North Korea could have around 60 nuclear weapons, according to analysts.

North Korea ‘appears’ to have restarted a nuclear reactor, according to the United Nations’ nuclear watchdog, raising concerns that the country is expanding its nuclear programme. 

The exact nuclear capacity of North Korea, one of the most hermetic countries on earth, remains unclear. The International Atomic Energy Agency (IAEA)’s inspectors were expelled from the country in 2009. However, the United States Army said last year that Pyongyang could have 20 to 60 nuclear bombs, and be capable of manufacturing 6 new ones.

North Korea would become just one of nine states including India, Israel, Pakistan, China, France, the United Kingdom, Russia and the US that has nuclear weapons.

So then why is North Korea’s programme raising alarms?

Producing atomic weapons under no international watch

Only five countries are officially recognised as a “nuclear-weapon state” under the Nuclear Nonproliferation Treaty (NPT): China, France, Russia, United Kingdom, and the United States. North Korea withdrew from the treaty in 2003.

Today, the United States and Russia each deploy roughly 1,350 strategic warheads on several hundred bombers and missiles - a significantly higher number than what North Korea is suspected of having.

But those countries recognised in the treaty are not supposed to build and maintain such weapons in perpetuity.

Even though North Korea ranks among the poorest countries in the world, it spends nearly a quarter of its gross domestic product (GDP) on military - that’s more than 170 other countries that are tracked by the United States. 

Remaining a self declared nuclear weapon state, North Korea’s military activities remain unchecked by international entities and not tested for safety. 

The IAEA, which watches Pyongyang from afar through satellite images, said a new nuclear testing appeared to have begun, and its indications are “deeply troubling.”

“[North Korea’s] nuclear activities continue to be a cause for serious concern. Since early July 2021, there have been indications, including the discharge of cooling water, consistent with the operation,” the report (PDF) said about the reactor at Yongbyon nuclear complex, which is at the heart of North Korea's nuclear programme.

The concerns centre around the possibility that the reactor is likely producing atomic weapons, the deadliest armament in the world.

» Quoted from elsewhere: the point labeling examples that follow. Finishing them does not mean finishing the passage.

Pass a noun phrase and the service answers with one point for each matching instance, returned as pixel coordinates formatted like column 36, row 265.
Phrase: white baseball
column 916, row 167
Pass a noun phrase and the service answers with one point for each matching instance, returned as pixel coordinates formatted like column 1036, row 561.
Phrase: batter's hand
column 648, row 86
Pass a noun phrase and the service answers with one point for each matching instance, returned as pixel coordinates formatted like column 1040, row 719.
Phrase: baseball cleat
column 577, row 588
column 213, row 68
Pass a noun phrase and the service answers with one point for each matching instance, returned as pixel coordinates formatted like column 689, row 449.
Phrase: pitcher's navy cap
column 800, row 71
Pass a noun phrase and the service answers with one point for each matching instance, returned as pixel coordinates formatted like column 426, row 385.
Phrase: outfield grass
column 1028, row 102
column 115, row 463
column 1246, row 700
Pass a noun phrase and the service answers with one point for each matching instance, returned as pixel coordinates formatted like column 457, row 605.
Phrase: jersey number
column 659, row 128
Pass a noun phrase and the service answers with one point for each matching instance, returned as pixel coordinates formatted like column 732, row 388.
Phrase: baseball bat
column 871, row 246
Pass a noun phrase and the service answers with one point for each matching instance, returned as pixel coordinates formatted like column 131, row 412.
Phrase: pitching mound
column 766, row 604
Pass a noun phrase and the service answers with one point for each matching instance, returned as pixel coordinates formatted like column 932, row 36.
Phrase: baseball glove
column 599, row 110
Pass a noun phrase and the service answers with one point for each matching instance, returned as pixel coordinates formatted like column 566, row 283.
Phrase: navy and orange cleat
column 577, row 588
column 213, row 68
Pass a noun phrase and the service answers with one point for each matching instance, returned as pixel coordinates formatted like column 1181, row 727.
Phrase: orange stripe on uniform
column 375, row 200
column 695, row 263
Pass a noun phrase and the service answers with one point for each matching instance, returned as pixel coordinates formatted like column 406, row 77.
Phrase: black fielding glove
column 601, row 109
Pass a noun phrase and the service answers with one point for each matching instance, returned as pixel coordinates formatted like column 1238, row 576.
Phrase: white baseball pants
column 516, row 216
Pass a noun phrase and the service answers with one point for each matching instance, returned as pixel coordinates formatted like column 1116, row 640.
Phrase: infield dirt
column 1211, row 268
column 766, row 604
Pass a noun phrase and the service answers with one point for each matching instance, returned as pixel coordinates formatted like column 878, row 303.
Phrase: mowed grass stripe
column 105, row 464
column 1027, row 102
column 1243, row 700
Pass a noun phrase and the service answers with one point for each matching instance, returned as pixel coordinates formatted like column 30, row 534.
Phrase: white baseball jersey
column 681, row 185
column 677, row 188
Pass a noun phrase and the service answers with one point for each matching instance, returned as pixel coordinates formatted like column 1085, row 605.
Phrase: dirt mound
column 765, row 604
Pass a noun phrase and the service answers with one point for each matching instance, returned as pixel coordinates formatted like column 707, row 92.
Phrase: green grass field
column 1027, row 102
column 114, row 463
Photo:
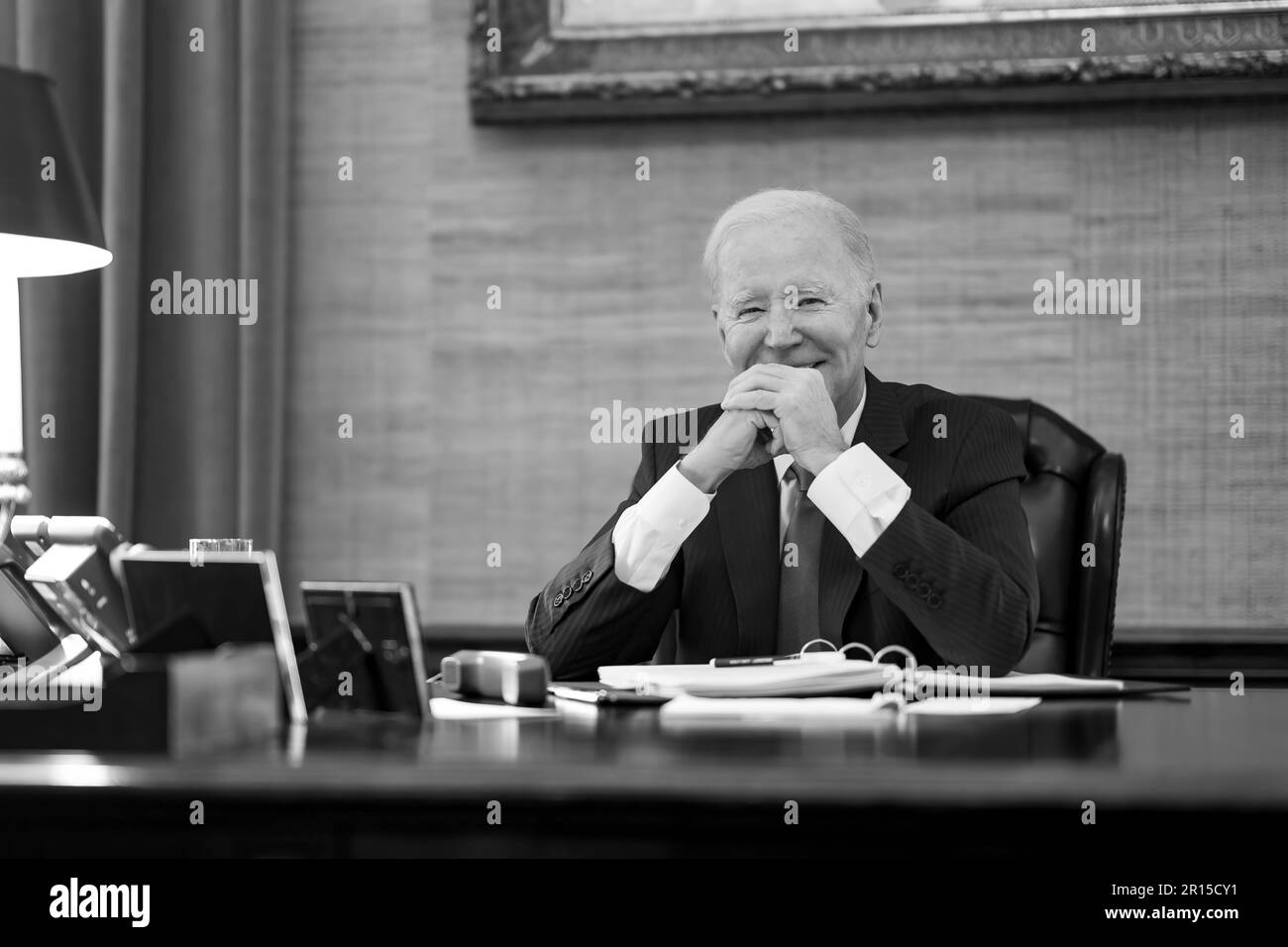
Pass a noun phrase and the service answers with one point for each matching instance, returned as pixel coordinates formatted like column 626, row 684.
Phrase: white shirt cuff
column 859, row 495
column 649, row 534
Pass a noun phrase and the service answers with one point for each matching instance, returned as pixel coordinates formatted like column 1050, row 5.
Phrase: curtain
column 170, row 425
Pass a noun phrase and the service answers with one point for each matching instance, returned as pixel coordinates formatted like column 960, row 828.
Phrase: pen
column 747, row 661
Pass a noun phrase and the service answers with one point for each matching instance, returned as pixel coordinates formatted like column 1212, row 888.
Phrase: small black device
column 509, row 676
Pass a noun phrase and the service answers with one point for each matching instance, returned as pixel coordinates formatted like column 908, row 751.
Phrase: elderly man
column 818, row 501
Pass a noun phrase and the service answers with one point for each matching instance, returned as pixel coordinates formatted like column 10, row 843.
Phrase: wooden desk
column 1180, row 772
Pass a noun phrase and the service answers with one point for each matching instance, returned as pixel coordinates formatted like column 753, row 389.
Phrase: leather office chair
column 1074, row 493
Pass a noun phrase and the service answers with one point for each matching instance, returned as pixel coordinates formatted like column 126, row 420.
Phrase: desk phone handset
column 72, row 564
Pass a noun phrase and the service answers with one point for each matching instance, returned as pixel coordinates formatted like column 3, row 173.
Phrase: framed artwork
column 535, row 59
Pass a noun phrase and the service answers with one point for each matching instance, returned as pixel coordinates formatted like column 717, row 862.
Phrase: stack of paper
column 815, row 711
column 786, row 680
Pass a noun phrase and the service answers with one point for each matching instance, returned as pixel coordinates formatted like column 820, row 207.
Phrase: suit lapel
column 747, row 508
column 840, row 573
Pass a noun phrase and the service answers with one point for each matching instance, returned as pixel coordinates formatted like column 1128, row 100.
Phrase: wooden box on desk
column 171, row 703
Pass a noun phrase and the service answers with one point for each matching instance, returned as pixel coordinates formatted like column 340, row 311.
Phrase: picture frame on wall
column 535, row 59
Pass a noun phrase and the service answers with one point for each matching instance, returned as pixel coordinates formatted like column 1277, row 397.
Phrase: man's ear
column 875, row 316
column 720, row 331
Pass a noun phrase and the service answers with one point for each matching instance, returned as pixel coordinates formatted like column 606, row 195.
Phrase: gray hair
column 776, row 204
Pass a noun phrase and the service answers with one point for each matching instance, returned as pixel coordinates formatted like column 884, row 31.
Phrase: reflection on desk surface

The country’s 5-megawatt (MW) reactor is capable of producing weapons-grade plutonium, and more plutonium could help North Korea make smaller nuclear weapons, David Albright, president of the Institute for Science and International Security told Reuters.

Supreme Leader of North Korea Kim Jong Un in January revealed plans to modernise its nuclear technology with a focus on miniaturised nuclear weapons and submarines.  

Far reaching nuclear missiles, far reaching consequences

Smaller nuclear weapons would mean they could fit on ballistic missiles that the US and its Asian ally, South Korea, see as a grave security threat.

In July and November 2017, the North Korean regime tested its intercontinental ballistic missiles (ICBM), each capable of carrying a large nuclear warhead that could travel as far as 10,000 km.

But the country’s unchecked nuclear activities may already be having other far reaching consequences through a third country benefiting from its nuclear capacity. 

Syria, another widely sanctioned country, for example, is known to have had nuclear cooperation with the country since as early as 1997.

In 2007, Israel carried out an airstrike in Syria on a building that was said to be a replica of North Korea’s Yongbyon nuclear reactor, killing a number of North Korean technicians.

Syria's nuclear relationship with North Korea, however, expanded to the chemical weapons trade during the war that began in 2011.

On April 4, 2017, an attack single handedly killed almost 100 people in Syria’s Khan Shaykhun, a town in southern Idlib.

The Organisation for the Prohibition of Chemical Weapons (OCPW) confirmed suspicions of the use of the internationally banned chemical weapon Sarin’s use in the attack while evidence gathered on has built one of the strongest cases against the Syrian regime leader Bashar al Assad.

The international chemical weapons watchdog OPCW in July this year said its investigations revealed that in 16 other instances of chemical weapons were likely or definitely used in Syria. The West mainly accuses the Syrian regime of being behind the attacks, while the UN accuses North Korea of selling chemical weapon supplies to Syria.

Iran, Egypt, Libya, Pakistan and Yemen are also among the countries that have been involved in a nuclear or missile trade with Pyongyang.

After decades of denuclearisation talks, the leadership of the country sees its nuclear programme as essential to its regime’s survival and uses its nuclear power to push for relief of international sanctions by the UN Security Council and the US.